「とにかく笑える楽しい話です」
礒崎さんは、シリーズの概要について
「天才執事のジーヴスが、極楽とんぼみたいな主人バーティーのピンチを助ける展開です」
と説明。「探偵本」というよりは、「世界最高のユーモア小説」と評されているそうで、実際、数々の事件やトラブルでも「人が死んだりする暗い話は出てきません。とにかく笑える楽しい話です」。
また、イギリス本国では、ジーヴス・シリーズはシャーロック・ホームズに並ぶほどの知名度があり、作者のウッドハウスは国民的作家として今でも人気があるという。エリザベス女王の母(故人)が生前に愛読していたことや、トニー・ブレア元英国首相が作品のファンであることも、よく知られたエピソードだそうだ。
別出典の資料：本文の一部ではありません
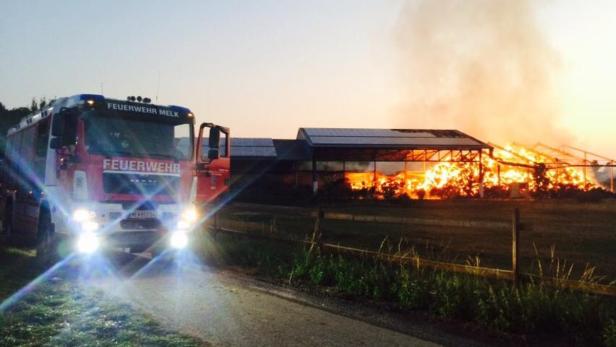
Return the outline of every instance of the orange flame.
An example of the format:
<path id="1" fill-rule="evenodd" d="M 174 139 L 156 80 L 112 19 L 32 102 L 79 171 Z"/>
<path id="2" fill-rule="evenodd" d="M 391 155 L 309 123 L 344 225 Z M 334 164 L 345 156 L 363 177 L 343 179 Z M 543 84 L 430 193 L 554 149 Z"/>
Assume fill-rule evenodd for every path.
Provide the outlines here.
<path id="1" fill-rule="evenodd" d="M 447 160 L 447 159 L 445 159 Z M 377 198 L 407 196 L 411 199 L 441 199 L 479 196 L 483 189 L 510 192 L 513 186 L 524 192 L 558 191 L 566 188 L 588 190 L 600 187 L 582 168 L 519 145 L 495 149 L 493 157 L 478 163 L 439 162 L 424 172 L 403 171 L 394 175 L 380 172 L 345 173 L 351 190 L 371 191 Z"/>

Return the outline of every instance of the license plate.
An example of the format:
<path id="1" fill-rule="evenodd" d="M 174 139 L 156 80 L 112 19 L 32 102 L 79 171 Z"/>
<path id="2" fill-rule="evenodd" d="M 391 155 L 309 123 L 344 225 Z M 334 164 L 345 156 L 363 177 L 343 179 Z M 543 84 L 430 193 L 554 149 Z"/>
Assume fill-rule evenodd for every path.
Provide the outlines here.
<path id="1" fill-rule="evenodd" d="M 137 210 L 133 211 L 128 215 L 130 219 L 148 219 L 148 218 L 156 218 L 156 211 L 151 210 Z"/>

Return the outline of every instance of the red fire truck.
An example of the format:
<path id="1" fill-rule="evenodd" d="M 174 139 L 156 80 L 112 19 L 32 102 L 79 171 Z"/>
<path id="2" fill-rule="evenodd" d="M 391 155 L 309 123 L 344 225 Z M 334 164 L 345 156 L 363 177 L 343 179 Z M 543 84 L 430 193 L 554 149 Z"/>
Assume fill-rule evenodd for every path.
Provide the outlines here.
<path id="1" fill-rule="evenodd" d="M 183 248 L 200 222 L 196 206 L 224 193 L 230 175 L 227 128 L 203 123 L 194 143 L 184 107 L 57 99 L 8 132 L 3 232 L 35 243 L 41 256 L 62 248 L 57 240 L 80 253 Z"/>

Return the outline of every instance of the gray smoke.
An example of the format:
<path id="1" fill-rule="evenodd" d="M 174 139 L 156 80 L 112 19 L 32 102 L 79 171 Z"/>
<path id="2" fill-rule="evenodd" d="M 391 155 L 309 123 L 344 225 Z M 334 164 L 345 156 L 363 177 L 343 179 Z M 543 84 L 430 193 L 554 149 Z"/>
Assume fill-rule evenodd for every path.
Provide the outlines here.
<path id="1" fill-rule="evenodd" d="M 483 140 L 552 143 L 559 58 L 530 0 L 418 0 L 397 26 L 405 100 L 398 127 L 457 128 Z"/>

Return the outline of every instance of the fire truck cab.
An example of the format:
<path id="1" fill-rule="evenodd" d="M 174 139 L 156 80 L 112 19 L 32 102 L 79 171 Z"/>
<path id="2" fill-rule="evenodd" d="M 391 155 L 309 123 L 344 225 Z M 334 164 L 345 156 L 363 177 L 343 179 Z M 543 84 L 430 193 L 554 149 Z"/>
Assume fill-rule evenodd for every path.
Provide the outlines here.
<path id="1" fill-rule="evenodd" d="M 194 201 L 199 210 L 205 210 L 212 203 L 221 203 L 221 196 L 229 190 L 231 140 L 229 128 L 213 123 L 201 123 L 198 134 L 195 150 L 197 189 Z"/>
<path id="2" fill-rule="evenodd" d="M 3 232 L 35 243 L 43 256 L 62 247 L 185 247 L 200 223 L 195 203 L 214 199 L 229 181 L 229 130 L 202 124 L 199 143 L 206 129 L 210 139 L 225 139 L 223 147 L 210 141 L 202 155 L 194 121 L 185 107 L 147 98 L 55 100 L 8 132 Z"/>

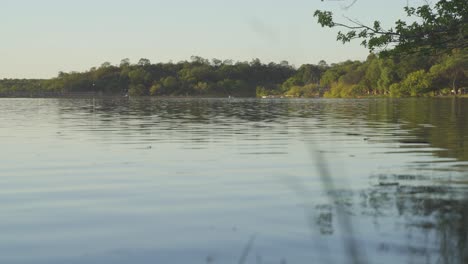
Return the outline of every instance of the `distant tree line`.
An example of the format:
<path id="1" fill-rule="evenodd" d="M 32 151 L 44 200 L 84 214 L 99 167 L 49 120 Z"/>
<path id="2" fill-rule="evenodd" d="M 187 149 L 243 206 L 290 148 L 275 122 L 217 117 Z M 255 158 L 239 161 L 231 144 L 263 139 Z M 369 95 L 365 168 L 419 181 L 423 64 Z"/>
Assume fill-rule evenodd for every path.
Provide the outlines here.
<path id="1" fill-rule="evenodd" d="M 288 62 L 264 64 L 232 60 L 211 61 L 193 56 L 190 61 L 152 64 L 108 62 L 85 72 L 59 72 L 52 79 L 3 79 L 0 96 L 66 96 L 103 94 L 130 96 L 213 97 L 360 97 L 367 95 L 421 96 L 449 94 L 467 87 L 466 49 L 438 56 L 405 54 L 366 61 L 328 65 Z"/>
<path id="2" fill-rule="evenodd" d="M 193 56 L 190 61 L 152 64 L 108 62 L 85 72 L 60 72 L 48 80 L 0 80 L 0 94 L 100 93 L 130 96 L 255 96 L 257 86 L 275 90 L 296 70 L 287 62 L 263 64 L 232 60 L 211 61 Z"/>

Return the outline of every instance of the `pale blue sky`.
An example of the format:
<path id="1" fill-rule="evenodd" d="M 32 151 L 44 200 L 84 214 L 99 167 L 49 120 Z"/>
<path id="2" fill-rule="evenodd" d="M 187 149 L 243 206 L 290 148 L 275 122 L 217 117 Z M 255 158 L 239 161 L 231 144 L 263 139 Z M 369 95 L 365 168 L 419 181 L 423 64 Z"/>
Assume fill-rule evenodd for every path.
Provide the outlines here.
<path id="1" fill-rule="evenodd" d="M 174 62 L 192 55 L 300 66 L 366 58 L 359 44 L 336 42 L 316 9 L 384 25 L 406 0 L 0 0 L 0 78 L 50 78 L 105 61 Z M 410 4 L 421 1 L 410 0 Z"/>

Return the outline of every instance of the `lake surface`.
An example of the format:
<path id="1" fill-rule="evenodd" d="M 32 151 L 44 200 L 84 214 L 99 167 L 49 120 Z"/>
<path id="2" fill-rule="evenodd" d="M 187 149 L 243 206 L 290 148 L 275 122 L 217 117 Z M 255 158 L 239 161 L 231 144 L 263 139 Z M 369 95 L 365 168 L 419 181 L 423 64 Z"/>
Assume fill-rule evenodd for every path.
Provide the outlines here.
<path id="1" fill-rule="evenodd" d="M 467 99 L 0 99 L 0 263 L 467 263 Z"/>

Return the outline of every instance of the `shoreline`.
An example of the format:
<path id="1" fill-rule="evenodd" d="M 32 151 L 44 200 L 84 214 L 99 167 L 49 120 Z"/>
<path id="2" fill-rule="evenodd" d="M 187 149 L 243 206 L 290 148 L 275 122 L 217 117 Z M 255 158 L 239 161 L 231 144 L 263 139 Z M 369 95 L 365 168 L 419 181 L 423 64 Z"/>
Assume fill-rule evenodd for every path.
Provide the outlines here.
<path id="1" fill-rule="evenodd" d="M 269 97 L 256 97 L 256 96 L 216 96 L 216 95 L 167 95 L 167 96 L 151 96 L 151 95 L 140 95 L 140 96 L 126 96 L 119 94 L 99 94 L 99 93 L 74 93 L 74 94 L 48 94 L 48 95 L 36 95 L 36 94 L 14 94 L 14 95 L 1 95 L 0 99 L 92 99 L 92 98 L 161 98 L 161 99 L 407 99 L 407 98 L 468 98 L 468 94 L 461 95 L 437 95 L 437 96 L 402 96 L 402 97 L 392 97 L 385 95 L 375 95 L 375 96 L 356 96 L 356 97 L 325 97 L 325 96 L 316 96 L 316 97 L 294 97 L 294 96 L 269 96 Z"/>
「日本でいえば、司馬遼太郎や松本清張といったイメージでしょうか」
最後に、まだ読んだことがない人へのメッセージを質問すると、
「読むと人生が楽しくなる話ですよ」
と勧めていた。
ジーヴス・シリーズは、翻訳書以外にも『プリーズ、ジーヴス』(白泉社)などのタイトルで漫画化されている。
今回、国内では必ずしも有名ではない英国作家の作品の名前に触れられた皇后さまだが、大学の卒論では1932年にノーベル文学賞を受賞した英国作家のジョン・ゴールズワージー(1867~1933年)を取り上げられたエピソードが知られている。